Saúde de migrantes refugiados no Brasil é questão delicada de gestão pública em tempos “normais”, mas covid-19 torna o quadro dramático

Onu/Acnur
Onu/Acnur

São Paulo – “A pandemia é a demonstração trágica do quanto a política determina questões no âmbito da saúde pública”, resume o doutor do Programa de Saúde Global e Sustentabilidade da Faculdade de Saúde Pública da USP Jameson Martins. O cientista se debruça sobre os efeitos do descaso do poder público brasileiro com a covid-19, especialmente em relação aos refugiados migrantes.

A saúde das pessoas que são obrigadas a deixar suas casas e seus países – por crises econômicas, guerras, conflitos, catástrofes ambientais e outros motivos – e virem buscar outra vida no Brasil, sempre foi uma grave questão de gestão pública. Entretanto, com a pandemia de covid-19, doença provocada pelo novo coronavírus, a situação tende a se deteriorar radicalmente. “Além dos fatores individuais relacionados à idade, ao gênero, e ao estilo de vida, alguns aspectos referentes ao contexto social mais amplo interferem profundamente nas condições de saúde de migrantes. Geralmente, tornando-as mais suscetíveis a riscos de adoecimento”, afirma Jameson.

As aflições dos migrantes vão desde a dificuldade de acesso aos serviços de saúde e questões sanitárias à exaustão total. “A maioria dos migrantes, em que pese a heterogeneidade de suas trajetórias, enfrentam um conjunto de barreiras de toda ordem – jurídicas, econômicas e culturais – que prejudicam seu bem-estar físico e mental. No atual contexto da pandemia, esses riscos se exacerbam e os afligem desproporcionalmente, de modo que uma resposta efetiva aos efeitos da pandemia não pode prescindir de uma atenção particular às especificidades dessa população”, defende o especialista.

Cenário brasileiro

O professor é autor do artigo “Mobilidade Humana e Coronavírus: Migração e Pandemia – Omissões e oportunidades no combate à covid-19”. O trabalho foi publicado pelo Museu da Imigração de São Paulo, em uma série de textos sobre o tema. De portas fechadas em razão da pandemia, o museu organiza, a partir deste mês, uma série de palestras on-line. A programação terá debates sobre vários aspectos das migrações e seus impactos.

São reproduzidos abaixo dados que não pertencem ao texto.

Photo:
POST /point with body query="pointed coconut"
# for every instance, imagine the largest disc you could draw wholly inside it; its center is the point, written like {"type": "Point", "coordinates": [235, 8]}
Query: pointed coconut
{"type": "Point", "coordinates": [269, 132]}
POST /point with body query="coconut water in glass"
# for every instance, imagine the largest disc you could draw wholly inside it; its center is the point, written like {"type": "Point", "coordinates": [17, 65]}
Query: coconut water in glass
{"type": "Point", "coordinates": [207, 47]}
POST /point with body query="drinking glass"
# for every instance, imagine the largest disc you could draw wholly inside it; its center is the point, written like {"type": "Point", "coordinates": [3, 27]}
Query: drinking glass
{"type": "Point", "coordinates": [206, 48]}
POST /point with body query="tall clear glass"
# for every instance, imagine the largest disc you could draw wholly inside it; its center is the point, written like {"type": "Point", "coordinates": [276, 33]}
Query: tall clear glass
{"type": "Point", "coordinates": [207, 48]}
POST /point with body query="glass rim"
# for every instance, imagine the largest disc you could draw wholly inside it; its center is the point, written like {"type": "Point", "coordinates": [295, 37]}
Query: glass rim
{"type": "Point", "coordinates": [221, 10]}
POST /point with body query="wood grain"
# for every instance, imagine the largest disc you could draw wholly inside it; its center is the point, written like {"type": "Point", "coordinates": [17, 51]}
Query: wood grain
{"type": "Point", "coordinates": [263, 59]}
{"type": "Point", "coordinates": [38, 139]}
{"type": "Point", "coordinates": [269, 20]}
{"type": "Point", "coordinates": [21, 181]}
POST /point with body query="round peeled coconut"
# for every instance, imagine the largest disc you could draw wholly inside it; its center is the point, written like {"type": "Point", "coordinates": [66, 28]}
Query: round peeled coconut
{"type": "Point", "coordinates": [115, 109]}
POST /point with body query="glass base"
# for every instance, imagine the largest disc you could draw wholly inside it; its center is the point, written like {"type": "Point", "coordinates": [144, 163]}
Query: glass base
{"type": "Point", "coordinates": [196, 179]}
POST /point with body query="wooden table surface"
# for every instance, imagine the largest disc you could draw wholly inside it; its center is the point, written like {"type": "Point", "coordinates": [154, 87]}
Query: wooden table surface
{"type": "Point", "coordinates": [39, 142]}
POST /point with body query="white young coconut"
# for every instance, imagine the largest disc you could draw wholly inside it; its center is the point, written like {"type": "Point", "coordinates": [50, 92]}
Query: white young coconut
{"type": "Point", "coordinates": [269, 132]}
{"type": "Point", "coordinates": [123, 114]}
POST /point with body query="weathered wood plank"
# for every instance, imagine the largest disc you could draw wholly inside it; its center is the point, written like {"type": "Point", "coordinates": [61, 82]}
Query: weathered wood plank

A reflexão de Jameson é um dos pontos de partida para três destes encontros virtuais – nos dias 4, 10 e 12 de setembro. “É possível vislumbrar um cenário desolador de mortes e destruição econômica no Brasil. Embora nenhum país do mundo tenha passado incólume pela pandemia, podemos afirmar que a extensão de seus impactos na saúde e nas condições gerais de vida da população é também resultado direto das decisões políticas que os governos têm tomado para mitigar esses efeitos; com mais ou menos compromisso em preservar a vida das pessoas”, critica.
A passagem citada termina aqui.